Poca frecuencia hallamos en la tradición anglosajona y francesa en la formulación del lenguaje con que nos subyuga cada obra, tan entrelazada con la rima de otrora y con el flujo del verso libre. Someter su decir a las entonaciones de la rima es y será el modus operandi de su quehacer, hasta lograr la maestría de Música con pie de salmo o del Libro de los oficios.
La prosa le sirvió de monólogo, de diálogo consigo y con el confidente. La vivencia lejana, aquella casa aromada de azahar etíope y de lino blanco desde la falda hasta los sentidos, aquel sudor en el ijar del caballo donde fuera dama ida de lado como un tulipán sobre la silla y más allá, esto es más adentro, no dejó de visitarla, ora en el ayer, ora en el presente, ambos íntimos de su vagar por la niebla de Jajó, la cresta de la ola en Tucacas o el jardín valenciano de los últimos días.

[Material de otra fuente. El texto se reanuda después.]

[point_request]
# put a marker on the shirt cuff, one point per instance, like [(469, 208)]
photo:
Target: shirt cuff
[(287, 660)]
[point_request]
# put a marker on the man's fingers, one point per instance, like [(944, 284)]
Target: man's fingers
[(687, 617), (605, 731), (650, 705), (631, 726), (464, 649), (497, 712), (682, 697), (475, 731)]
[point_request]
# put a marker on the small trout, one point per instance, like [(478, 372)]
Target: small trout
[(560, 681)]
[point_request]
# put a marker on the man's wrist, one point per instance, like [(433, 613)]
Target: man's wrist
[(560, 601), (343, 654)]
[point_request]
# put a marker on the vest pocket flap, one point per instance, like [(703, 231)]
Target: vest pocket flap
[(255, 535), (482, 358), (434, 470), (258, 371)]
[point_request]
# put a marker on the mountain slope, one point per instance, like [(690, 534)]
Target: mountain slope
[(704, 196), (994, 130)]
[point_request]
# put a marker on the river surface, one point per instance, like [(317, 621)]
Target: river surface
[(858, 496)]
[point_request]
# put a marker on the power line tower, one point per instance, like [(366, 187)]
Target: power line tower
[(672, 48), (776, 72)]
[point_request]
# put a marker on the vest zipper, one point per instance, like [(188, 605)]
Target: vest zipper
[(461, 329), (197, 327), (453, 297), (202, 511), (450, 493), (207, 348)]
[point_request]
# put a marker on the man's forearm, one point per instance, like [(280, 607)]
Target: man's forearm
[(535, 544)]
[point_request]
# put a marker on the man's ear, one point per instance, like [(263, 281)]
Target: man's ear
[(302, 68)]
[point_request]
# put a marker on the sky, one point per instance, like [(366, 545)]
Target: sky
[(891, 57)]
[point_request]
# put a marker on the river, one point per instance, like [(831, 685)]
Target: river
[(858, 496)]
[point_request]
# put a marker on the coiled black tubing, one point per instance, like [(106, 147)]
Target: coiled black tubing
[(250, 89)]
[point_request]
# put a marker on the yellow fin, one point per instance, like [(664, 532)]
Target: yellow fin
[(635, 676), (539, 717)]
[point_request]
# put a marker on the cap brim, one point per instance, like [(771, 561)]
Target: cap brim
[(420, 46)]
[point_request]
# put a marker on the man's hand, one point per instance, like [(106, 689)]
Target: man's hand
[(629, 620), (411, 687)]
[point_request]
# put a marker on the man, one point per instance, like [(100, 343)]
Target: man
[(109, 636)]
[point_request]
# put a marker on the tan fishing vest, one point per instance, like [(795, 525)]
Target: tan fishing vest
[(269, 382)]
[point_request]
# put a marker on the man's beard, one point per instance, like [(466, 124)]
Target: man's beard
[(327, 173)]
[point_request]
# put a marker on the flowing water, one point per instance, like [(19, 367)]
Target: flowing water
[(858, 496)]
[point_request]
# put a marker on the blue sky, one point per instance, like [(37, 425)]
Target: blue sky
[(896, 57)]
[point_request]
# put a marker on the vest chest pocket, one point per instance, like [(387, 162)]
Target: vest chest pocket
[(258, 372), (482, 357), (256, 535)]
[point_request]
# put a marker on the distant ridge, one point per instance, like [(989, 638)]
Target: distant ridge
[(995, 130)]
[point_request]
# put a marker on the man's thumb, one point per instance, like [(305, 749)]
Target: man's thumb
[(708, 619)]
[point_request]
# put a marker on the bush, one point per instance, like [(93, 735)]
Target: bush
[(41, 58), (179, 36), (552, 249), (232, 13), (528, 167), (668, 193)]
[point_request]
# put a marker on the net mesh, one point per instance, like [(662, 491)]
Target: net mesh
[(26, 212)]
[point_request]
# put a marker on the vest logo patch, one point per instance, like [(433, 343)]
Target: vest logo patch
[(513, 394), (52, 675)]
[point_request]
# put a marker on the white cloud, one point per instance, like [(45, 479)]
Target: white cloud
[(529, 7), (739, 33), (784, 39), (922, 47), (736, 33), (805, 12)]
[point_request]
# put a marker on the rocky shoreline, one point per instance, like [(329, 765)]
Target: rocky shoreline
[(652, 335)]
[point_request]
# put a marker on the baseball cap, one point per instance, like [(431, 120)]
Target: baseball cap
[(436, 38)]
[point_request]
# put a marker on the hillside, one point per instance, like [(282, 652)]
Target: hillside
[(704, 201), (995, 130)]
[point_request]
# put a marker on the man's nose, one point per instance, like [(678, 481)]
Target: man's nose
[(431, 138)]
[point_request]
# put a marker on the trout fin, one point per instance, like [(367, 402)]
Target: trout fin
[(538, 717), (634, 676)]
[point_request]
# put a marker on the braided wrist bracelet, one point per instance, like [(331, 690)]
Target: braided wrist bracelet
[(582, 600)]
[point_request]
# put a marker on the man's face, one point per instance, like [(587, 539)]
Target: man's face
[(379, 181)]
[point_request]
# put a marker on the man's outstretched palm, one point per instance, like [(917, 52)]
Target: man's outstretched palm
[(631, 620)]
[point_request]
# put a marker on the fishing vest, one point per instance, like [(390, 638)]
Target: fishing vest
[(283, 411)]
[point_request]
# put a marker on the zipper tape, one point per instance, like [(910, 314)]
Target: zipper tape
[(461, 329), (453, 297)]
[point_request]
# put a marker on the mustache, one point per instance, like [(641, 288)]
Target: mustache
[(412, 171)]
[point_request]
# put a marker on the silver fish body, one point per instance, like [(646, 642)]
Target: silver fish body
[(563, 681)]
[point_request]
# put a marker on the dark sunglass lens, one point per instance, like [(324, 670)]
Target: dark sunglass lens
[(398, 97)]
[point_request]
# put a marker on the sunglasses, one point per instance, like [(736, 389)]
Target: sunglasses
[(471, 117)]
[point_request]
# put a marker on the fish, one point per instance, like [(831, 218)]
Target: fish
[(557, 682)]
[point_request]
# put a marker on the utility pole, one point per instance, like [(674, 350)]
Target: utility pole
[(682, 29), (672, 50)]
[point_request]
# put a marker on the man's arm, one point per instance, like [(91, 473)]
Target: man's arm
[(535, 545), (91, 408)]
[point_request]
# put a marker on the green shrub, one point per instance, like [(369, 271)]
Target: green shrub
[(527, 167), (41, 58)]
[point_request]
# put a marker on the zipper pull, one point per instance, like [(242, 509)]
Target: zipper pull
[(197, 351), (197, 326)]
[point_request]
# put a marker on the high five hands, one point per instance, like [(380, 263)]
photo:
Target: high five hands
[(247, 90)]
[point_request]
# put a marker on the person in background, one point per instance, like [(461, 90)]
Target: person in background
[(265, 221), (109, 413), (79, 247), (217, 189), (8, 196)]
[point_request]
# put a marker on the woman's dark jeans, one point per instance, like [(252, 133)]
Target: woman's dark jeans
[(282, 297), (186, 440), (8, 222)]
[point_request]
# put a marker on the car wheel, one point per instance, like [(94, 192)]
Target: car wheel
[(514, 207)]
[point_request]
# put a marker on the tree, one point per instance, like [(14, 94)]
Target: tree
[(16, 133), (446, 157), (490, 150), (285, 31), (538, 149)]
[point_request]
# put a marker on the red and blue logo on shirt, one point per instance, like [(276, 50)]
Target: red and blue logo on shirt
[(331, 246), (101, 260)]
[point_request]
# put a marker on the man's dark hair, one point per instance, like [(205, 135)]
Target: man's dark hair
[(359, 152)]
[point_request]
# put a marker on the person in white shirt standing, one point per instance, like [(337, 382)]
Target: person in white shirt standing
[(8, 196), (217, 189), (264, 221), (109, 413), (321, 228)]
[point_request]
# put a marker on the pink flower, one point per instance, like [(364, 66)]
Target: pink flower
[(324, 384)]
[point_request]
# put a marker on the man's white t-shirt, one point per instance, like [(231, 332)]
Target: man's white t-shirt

La belleza formal de su poesía nunca permaneció como festejo de su ornamento porque cada motivación le dio eternidad, la del yo y la el silencio. Nadie logró, como ella, oírse tan lejos en lo que dijo. Cuando la Biblioteca Ayacucho invitó a Patricia Guzmán a prologar el tomo de su obra para enriquecer los clásicos sabía de antemano hasta dónde alcanzaría su intralectura, su ahondamiento, “su profunda espiritualidad”, “la privilegiada inteligencia” y “una entrega casi mística a la experiencia de la escritura”. Hela aquí en esta Piedra de habla donde se reúnen su legado de lo hermoso verbal y lo hermoso profundo de una incomparable maestría.